Monday, December 29, 2014

These Amazing Joseph Stories


   For years I have been fascinated with the stories of Joseph and his brothers in the last section of Genesis, and even wrote out a little booklet about it. The mystics see Joseph and Tamar as the biblical male and female personifications of the infinite depth (sefirah) of Yesod, the Foundation, the illumined sage, one of ten fruits on the Tree of Life, which may explain why Tamar’s story in Genesis appears right in the midst of the Joseph tales.       
   Early commentators say Tamar is the daughter of Shem, son of Noah, who lived 600 years before and after the flood and even became Mechizedek, high priest of God who blessed Abraham after he rescued Lot and everyone else at that time.
   Tamar and Judah are destined to be the partners and parents of the Davidic lineage, and Tamar seems to know it. Judah was one of the cruel ringleaders in getting rid of Joseph, the favored son with the portentious dreams. But when he saw the terrible grief his father was experiencing over the death of his 17 year-old son with the amazing aura (coat of many colors, even before his father gave him the jacket), Judah moved away, married and had three sons, two of whom died before his eyes, which was his karma on seeing his father’s grief over the loss of a child.
   Judah was in line to become the top banana after Joseph’s disappearance and apparent death. He had the robe and the bowl of our lineage, which after his wife died he gave to Tamar, disguised then as a fertility prostitute before the sheep shearing. (This is our lineage: Abraham, Isaac, Jacob and Tamar.) But Tamar brings Judah around. “She is more righteous than I,” he declares, and they never stopped knowing and loving each other after that (according to a translation of the Hebrew Reb Zalman Schachter told me).
    Tamar gets Judah to do t’shuvah (repent, return) which prepares him later to offer himself in slavery to the Egyptian Prime Minister to save Benjamin’s life. According to the Q’ran, not just Judah but each brother comes forward and offers himself in slavery to save Benjamin, the next “favorite” son, but this time they redeemed themselves completely, which is why Joseph never revealed himself earlier either to them or to his father; he saves their souls.

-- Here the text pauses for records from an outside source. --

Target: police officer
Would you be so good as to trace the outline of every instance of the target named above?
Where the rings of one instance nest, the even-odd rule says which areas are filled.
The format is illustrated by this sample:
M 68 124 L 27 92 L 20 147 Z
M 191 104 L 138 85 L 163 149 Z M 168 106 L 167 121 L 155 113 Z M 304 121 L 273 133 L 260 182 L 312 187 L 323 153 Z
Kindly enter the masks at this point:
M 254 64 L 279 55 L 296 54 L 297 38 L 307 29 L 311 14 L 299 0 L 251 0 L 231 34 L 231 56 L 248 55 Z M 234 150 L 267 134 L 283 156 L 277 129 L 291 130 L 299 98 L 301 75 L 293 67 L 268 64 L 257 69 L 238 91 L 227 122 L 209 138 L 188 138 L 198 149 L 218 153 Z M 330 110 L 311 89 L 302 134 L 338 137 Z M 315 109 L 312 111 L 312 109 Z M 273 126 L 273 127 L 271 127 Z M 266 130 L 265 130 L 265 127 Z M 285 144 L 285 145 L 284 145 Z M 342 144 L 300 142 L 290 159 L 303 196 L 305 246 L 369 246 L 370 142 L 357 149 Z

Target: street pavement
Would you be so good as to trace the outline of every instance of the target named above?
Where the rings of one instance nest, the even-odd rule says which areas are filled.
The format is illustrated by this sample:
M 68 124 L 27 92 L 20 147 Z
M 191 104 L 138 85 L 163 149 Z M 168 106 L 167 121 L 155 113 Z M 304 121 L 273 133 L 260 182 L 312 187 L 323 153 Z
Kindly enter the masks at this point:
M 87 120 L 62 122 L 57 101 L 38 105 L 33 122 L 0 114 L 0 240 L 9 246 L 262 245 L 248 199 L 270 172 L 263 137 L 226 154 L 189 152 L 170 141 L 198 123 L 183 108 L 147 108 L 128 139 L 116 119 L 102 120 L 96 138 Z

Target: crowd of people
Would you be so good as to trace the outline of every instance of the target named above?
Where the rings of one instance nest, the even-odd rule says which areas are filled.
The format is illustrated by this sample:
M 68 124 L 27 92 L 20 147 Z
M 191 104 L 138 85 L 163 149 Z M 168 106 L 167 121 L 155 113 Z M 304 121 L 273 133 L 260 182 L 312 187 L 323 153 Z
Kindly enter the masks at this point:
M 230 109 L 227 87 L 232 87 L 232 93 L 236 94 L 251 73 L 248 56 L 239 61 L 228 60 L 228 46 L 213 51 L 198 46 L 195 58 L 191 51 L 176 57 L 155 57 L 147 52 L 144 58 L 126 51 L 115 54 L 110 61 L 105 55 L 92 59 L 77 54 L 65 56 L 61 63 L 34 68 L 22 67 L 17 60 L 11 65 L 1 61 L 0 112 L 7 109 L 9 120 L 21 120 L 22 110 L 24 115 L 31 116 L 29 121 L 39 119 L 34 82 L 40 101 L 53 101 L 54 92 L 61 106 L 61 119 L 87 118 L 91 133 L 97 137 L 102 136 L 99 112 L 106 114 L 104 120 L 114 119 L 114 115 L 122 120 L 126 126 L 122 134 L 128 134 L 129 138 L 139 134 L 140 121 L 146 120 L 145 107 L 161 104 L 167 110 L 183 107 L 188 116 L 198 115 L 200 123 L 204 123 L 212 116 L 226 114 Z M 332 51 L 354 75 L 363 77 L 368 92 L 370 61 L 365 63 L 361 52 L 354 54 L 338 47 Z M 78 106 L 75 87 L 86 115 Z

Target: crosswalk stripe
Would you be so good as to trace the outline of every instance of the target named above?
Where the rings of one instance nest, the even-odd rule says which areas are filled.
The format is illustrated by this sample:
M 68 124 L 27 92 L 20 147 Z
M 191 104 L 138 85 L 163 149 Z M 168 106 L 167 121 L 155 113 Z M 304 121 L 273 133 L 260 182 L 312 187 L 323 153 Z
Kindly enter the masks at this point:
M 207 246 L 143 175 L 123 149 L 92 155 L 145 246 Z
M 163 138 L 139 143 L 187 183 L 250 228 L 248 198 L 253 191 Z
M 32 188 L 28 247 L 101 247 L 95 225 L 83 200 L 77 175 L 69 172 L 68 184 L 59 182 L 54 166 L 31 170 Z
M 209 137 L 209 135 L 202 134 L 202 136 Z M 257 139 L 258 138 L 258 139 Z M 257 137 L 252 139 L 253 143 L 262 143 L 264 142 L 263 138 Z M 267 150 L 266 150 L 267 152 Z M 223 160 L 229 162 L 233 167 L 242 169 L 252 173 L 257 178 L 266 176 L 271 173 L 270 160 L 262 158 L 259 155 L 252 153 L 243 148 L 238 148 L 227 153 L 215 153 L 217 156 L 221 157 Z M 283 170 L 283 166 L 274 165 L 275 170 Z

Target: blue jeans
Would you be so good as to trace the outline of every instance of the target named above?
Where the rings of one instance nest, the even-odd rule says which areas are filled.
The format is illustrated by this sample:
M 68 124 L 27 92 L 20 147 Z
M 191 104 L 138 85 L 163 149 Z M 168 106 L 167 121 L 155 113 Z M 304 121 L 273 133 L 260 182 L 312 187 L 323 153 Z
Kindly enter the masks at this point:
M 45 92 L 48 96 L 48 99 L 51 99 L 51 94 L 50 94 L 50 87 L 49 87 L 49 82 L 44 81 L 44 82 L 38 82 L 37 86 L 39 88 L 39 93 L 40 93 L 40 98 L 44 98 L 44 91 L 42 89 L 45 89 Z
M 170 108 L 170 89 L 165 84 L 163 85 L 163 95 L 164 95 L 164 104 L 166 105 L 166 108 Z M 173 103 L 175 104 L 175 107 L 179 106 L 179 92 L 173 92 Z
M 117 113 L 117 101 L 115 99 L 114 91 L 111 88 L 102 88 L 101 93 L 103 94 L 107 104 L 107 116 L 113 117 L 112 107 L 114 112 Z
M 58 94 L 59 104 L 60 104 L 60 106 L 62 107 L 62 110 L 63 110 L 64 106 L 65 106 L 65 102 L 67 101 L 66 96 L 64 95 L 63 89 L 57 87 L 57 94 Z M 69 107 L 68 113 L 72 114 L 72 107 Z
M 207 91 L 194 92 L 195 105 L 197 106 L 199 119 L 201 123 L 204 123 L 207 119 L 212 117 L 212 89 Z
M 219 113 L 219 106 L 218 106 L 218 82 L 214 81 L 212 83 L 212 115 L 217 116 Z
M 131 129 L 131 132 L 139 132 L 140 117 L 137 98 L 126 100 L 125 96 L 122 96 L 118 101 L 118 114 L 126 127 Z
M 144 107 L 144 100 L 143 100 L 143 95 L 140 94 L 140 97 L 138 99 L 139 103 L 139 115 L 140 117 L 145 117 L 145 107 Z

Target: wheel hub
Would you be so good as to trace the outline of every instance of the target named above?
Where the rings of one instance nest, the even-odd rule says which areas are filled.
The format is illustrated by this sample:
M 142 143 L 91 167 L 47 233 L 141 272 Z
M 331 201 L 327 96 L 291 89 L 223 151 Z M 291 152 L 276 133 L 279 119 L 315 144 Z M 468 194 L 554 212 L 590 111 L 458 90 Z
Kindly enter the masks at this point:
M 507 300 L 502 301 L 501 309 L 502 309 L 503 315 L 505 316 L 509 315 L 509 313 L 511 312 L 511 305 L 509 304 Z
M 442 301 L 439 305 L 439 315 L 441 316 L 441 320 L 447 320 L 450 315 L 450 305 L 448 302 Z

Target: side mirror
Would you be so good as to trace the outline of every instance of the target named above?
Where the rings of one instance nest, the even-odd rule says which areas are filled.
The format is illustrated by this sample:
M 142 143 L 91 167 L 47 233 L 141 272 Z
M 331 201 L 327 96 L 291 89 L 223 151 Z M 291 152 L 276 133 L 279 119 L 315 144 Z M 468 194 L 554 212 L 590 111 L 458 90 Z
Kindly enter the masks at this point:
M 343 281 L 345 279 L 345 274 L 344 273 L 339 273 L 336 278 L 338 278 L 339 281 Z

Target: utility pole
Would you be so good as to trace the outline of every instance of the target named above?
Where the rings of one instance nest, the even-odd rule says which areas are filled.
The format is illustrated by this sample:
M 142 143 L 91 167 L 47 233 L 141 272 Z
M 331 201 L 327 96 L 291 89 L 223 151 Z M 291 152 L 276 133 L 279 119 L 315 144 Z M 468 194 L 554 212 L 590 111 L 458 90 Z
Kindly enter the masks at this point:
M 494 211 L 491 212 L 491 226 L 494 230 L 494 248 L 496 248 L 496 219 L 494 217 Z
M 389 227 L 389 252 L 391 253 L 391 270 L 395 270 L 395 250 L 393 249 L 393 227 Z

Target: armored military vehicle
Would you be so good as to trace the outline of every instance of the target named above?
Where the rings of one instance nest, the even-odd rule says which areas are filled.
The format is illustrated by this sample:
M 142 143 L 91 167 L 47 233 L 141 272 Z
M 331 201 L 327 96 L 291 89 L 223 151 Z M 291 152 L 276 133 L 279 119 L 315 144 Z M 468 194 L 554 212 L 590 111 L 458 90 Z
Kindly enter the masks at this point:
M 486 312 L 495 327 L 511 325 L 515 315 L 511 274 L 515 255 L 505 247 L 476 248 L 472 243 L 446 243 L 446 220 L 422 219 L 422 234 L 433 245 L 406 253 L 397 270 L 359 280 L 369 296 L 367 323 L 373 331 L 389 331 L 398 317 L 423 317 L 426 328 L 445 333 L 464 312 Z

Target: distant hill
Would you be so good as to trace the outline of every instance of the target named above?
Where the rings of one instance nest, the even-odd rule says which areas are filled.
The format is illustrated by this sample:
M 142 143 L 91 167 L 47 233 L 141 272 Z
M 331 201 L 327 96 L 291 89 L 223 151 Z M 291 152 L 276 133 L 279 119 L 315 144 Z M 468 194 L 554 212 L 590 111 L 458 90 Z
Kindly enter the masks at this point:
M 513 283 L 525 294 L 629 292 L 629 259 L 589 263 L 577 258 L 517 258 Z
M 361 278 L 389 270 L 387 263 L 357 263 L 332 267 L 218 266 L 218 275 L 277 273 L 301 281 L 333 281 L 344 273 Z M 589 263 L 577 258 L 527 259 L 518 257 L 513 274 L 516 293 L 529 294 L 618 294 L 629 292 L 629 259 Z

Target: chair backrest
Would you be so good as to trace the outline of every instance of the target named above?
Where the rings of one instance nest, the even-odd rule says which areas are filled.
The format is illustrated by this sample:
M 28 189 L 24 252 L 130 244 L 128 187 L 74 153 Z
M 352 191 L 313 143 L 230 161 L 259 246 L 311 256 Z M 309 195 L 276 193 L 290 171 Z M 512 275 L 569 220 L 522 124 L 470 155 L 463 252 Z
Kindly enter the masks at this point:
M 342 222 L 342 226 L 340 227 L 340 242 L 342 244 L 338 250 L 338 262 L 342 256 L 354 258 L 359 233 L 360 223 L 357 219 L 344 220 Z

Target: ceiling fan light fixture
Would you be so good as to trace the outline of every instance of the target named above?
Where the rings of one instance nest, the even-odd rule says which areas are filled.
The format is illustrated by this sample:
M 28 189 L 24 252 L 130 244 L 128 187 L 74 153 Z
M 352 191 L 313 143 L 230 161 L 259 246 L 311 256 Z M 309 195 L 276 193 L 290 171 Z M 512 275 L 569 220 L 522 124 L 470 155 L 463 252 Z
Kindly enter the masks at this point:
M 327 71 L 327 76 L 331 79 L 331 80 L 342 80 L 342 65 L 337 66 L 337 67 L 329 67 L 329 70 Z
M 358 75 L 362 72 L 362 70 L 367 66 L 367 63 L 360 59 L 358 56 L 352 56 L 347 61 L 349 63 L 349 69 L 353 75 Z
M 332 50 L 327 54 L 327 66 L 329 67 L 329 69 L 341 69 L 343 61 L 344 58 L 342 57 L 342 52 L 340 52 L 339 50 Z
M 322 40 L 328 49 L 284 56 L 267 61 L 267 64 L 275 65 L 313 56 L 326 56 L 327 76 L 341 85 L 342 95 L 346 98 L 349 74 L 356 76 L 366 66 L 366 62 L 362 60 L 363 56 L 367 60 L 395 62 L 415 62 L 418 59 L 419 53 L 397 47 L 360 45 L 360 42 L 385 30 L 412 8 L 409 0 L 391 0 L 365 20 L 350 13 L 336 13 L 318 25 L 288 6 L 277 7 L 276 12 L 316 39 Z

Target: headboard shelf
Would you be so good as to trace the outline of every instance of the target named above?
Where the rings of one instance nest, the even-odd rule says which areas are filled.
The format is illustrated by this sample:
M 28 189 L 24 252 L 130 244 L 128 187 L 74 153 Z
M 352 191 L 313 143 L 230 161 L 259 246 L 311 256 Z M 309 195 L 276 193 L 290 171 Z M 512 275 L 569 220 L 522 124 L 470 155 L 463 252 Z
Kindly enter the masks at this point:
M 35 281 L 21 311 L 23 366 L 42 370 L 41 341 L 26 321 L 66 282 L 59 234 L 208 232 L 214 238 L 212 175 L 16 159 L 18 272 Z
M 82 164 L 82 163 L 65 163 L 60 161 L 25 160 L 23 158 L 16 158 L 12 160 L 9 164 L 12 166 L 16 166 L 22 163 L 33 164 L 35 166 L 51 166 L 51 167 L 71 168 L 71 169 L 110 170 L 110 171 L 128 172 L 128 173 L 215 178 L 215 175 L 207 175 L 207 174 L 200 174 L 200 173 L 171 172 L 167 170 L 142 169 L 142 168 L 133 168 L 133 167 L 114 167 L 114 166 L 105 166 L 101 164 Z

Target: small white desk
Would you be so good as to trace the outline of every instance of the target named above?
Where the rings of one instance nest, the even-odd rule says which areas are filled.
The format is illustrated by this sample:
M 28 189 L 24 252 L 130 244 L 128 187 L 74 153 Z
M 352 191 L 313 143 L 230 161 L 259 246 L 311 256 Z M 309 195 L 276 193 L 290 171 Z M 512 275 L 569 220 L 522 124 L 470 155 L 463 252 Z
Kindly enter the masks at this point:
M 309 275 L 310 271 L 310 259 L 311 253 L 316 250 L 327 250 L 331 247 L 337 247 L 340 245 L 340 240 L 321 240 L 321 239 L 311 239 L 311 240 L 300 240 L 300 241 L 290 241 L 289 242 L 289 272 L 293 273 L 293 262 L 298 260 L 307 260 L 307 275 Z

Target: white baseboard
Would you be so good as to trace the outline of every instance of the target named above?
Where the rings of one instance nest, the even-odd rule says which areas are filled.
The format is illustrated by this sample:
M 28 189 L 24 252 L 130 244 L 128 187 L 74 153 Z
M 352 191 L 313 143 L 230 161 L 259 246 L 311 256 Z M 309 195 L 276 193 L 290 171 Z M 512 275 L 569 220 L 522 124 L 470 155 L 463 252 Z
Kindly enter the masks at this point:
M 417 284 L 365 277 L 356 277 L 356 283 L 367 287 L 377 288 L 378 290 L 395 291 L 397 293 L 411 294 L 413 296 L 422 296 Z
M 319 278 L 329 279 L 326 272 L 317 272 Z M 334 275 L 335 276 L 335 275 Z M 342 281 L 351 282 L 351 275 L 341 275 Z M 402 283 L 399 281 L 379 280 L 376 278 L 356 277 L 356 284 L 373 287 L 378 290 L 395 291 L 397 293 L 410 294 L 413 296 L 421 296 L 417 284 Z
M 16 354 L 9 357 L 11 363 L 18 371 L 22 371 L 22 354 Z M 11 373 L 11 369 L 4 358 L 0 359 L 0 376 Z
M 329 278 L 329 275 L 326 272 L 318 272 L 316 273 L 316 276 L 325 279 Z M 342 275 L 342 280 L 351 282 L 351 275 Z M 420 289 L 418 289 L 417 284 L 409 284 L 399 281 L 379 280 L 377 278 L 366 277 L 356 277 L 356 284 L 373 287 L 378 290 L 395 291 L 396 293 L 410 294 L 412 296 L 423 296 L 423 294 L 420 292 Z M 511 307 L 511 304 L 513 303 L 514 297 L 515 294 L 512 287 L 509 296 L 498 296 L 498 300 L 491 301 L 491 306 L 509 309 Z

   When he was young, like you and me, Joseph sensed he was blessed, gifted, special and even set himself above his brothers who were not so obviously gifted. He was not yet mature enough not to set himself above others. That humility and maturity came to him in slavery and prison. But this week he reveals himself and tells his brothers, don’t blame yourselves. It was God who who brought me here to save many lives, to feed all the people and the nations all around during this famine; it’s all God’s doling. Yes, cream rises.
   When Joseph was in the pit, early commentators says Ruben came back during the night with a donkey and a rope to rescue his little brother, but Joseph told him, no, this is my fate and I have to go with it, and Ruben despaired.
   This is just to give you another hit on these amazing Joseph stories.